There are many recipes of chicken congee. But I decided to make the congee based on my aunt's preference. She loves it simple, plain and pure.
She also loves potatoes and carrots in her congee. The flavor is pure based on fresh ingredients used. It is a healthy food, and a fulfilling one.
Chicken congee is also suitable for people with fever. Some will prefer chicken soup. Warm chicken congee can refresh a sick soul.
This recipe is for four servings. It takes more than an hour to make.
Ingredients
3 shallots, minced. You can also use onion.
5 to 7 garlics, crushed and minced.
1 inch ginger, crushed.
100 gram chicken, mixed meat with bone. Cut to small pieces. Set aside the meat from bones, but both will be used.
1 small potato, diced.
1/2 of carrot, diced.
1 celery, sliced.
1/3 of green chili, diced.
1 cup of uncooked rice
Water
Cooking oil
Salt and sugar
White pepper powder
Methods
Heat the cooking oil in the pot.
Add in the shallots.

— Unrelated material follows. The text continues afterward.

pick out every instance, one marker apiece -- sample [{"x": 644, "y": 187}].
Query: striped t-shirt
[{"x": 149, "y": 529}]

Saute until aromatic.
Add in the garlic. When the shallot become a little bit golden, add in ginger.
Then after 2 minutes add in washed uncooked rice. Add in also 5 cups of plain water.
Then add in chicken meat and bone.
Cook until the rice is cooked, then add in celery, chili, potatoes and carrots.
When the rice expanded and become porridge, add in salt, sugar and white pepper powder to taste.
When the congee reach the consistency you prefer, turn off the heat.
Garnish with finely chopped Chinese celery and crispy fried onion.
Good thing, my aunt likes it and ate a lot. I hope you will enjoy this recipe. Thank you.